地域に伝わる昔話などについて
 二見駅より徒歩で十分位いくと右側にドライブインがある。そこから100米位南方に採石場の跡がある。
 その北側に小さな滝があり普段は水はないがその上の雑木林の中に小さな池の跡と思われ
る所がある。
 昔、この滝の下まで海水がよせていた。現在は国道が走り二見川の堤防工事などがおこなわれた為、昔の面影はないが肥後国誌によれば、須口より二見へ通じる街道の東の傍に小さな滝があるのを云う。
 此の水源の山上に小池があり昔より鳥賊が此の池に住んでいた。人の足音がすれば、鳥賊がくろみを吹いて水が黒くにごったと云う。最近は此の池は埋れて形ばかりがある。又此の辺に貝の化石も出土するとの事である。
 近年この付近は、採石場、ドライブインが建ち並び又国道が走り昼夜の別なく車の往来が激しく昔日の面影はなく村人達にも忘れ去られようとしている。
その1 「君が渕」

〜二見郷土誌より〜

 二見川と下大野川が合流する地点が君ケ渕である。
 昔、球磨川に住んでいた大蛇が、川舟の「艪」の音が「ギイー、ギイー」と高鳴るのに恐れをなして、君ケ渕に移り住んだと伝えられている。

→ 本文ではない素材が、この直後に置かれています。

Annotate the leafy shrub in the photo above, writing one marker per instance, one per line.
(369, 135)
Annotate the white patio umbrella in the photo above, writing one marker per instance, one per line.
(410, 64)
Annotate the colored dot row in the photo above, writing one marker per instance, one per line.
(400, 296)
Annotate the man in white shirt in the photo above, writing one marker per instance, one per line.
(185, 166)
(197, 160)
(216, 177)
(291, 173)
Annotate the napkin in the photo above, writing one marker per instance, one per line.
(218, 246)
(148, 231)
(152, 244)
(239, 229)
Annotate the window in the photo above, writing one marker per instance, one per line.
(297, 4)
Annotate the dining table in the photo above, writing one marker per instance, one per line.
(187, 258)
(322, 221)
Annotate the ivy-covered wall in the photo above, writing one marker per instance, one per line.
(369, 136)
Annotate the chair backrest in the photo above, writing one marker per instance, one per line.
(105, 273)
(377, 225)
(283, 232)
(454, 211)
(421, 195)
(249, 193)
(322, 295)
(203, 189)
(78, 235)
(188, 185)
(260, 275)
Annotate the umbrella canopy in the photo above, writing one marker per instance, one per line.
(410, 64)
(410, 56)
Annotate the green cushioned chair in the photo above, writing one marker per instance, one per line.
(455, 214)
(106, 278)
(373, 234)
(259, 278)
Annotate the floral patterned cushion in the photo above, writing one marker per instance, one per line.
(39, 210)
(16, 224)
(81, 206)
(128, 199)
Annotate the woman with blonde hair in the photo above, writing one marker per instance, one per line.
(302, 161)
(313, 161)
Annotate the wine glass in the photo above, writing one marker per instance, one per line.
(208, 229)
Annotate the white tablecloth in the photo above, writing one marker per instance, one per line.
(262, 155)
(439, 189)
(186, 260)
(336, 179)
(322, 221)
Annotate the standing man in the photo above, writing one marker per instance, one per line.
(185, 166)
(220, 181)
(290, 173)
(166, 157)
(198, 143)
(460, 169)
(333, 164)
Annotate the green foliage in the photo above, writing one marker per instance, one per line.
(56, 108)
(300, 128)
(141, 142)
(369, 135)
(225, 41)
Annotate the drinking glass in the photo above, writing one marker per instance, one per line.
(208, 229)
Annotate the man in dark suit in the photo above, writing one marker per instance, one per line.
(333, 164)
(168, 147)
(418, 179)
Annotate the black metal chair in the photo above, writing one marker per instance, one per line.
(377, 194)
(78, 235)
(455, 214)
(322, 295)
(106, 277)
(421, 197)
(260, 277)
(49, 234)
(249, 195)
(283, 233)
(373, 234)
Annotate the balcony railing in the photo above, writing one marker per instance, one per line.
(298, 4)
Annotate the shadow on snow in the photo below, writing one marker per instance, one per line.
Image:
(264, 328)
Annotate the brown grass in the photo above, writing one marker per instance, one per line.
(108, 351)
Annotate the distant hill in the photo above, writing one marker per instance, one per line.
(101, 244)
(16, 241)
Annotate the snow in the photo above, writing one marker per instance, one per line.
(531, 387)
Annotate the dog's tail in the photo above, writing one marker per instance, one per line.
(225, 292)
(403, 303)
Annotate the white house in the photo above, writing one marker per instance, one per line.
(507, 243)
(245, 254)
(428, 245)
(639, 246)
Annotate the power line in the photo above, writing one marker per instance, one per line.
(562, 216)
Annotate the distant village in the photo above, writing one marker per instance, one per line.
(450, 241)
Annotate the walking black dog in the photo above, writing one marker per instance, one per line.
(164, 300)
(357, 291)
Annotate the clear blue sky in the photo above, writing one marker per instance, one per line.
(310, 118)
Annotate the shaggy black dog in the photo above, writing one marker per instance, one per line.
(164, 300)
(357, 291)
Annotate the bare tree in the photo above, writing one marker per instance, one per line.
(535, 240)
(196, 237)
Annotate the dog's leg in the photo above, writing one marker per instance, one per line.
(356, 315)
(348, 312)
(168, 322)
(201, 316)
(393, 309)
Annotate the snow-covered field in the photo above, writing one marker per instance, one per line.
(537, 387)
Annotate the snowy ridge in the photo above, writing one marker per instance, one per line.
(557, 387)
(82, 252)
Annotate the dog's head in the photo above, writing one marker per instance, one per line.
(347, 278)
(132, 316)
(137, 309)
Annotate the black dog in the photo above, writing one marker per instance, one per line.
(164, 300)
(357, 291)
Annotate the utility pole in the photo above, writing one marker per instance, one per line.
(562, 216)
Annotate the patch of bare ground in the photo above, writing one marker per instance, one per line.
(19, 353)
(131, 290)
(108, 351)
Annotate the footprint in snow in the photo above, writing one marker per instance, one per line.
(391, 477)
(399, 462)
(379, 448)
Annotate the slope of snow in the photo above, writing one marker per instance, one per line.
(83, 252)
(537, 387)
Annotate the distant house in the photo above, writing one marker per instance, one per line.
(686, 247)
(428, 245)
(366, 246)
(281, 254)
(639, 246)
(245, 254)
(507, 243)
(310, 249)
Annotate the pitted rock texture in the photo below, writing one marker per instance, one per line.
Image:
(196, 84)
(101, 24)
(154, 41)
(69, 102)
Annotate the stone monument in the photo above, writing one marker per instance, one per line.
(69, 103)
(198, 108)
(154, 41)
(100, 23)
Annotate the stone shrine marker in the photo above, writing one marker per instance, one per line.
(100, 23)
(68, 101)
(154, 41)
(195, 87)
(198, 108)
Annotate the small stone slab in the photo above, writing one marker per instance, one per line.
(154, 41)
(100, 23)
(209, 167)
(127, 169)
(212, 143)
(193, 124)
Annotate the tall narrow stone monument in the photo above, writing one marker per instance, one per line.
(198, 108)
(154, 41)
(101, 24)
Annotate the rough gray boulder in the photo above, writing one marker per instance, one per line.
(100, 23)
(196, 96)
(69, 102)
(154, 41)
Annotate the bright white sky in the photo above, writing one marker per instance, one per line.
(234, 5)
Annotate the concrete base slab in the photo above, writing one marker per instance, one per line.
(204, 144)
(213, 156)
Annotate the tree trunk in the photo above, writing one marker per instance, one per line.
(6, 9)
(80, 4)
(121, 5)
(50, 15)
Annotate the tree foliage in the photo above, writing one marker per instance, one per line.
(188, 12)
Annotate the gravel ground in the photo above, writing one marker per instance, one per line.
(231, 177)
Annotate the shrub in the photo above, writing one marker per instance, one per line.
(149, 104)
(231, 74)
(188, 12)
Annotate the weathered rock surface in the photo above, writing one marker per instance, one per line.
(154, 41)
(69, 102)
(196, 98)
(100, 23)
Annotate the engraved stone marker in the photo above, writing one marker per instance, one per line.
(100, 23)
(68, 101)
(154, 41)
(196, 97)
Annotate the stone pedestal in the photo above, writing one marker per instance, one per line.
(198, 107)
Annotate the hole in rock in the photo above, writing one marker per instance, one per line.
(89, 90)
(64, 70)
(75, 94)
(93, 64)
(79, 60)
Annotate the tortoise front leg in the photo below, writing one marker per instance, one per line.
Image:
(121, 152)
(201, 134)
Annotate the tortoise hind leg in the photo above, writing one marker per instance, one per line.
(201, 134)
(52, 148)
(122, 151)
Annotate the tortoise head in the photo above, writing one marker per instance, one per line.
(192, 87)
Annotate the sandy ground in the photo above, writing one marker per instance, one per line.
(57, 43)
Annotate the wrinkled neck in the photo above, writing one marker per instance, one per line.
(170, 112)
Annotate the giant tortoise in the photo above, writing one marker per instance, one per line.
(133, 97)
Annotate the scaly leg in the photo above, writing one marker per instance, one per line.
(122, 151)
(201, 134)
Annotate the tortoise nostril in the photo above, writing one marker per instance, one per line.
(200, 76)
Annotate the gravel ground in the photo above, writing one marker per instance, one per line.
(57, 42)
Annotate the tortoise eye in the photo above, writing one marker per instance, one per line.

 その頃の渕は青々とした水をたたえ、底なしの渕として恐れられていた。そのため渕に近寄る人影もなく、これに乗じて山賊が出没して里人や旅人から金品を強奪したと言われる。
 昔、播磨の国(今の兵庫県)から、此の渕に一人のゴ女(目が見えない女)がやってきた。その名をお君と言う。お君は物思わしげに此の渕をながめていたが、やがて何処となく立去った。それから幾月か過ち、こんどは一人の琵琶法師がお君をたずねてこの地にやってきたが、お君に逢えないことと、長い旅の疲れのため渕のほとりに身を投げ出して旅の疲れをいやすのであった。かなわぬ恋に身を焦がした法師は、渕に突出した岩に座って今生の名残りとばかり全身全霊を傾けて愛用の琵琶を弾き終ると、琵琶を抱いたまま身を投じたと伝えられる。
 それからこの渕を君ケ渕と呼ぶようになったと言う伝説がある。琵琶法師の哀れな姿が水に浮いているのを里人によって発見されたのは数日後であった。又、渕より200米下流で法師の琵琶が発見された。そこを琵琶湖と呼んでいる。
 最近、開発が進むにつれて、住昔の不気味な渕の面影はなく、渕と呼ばれる附近は土砂が堆積して芦が生えている。その上渕に沿って国道3号線が走り、昼夜の別なくマイカーの騒音がひどく、今では法師やお君の物語をしのぶ面影もない。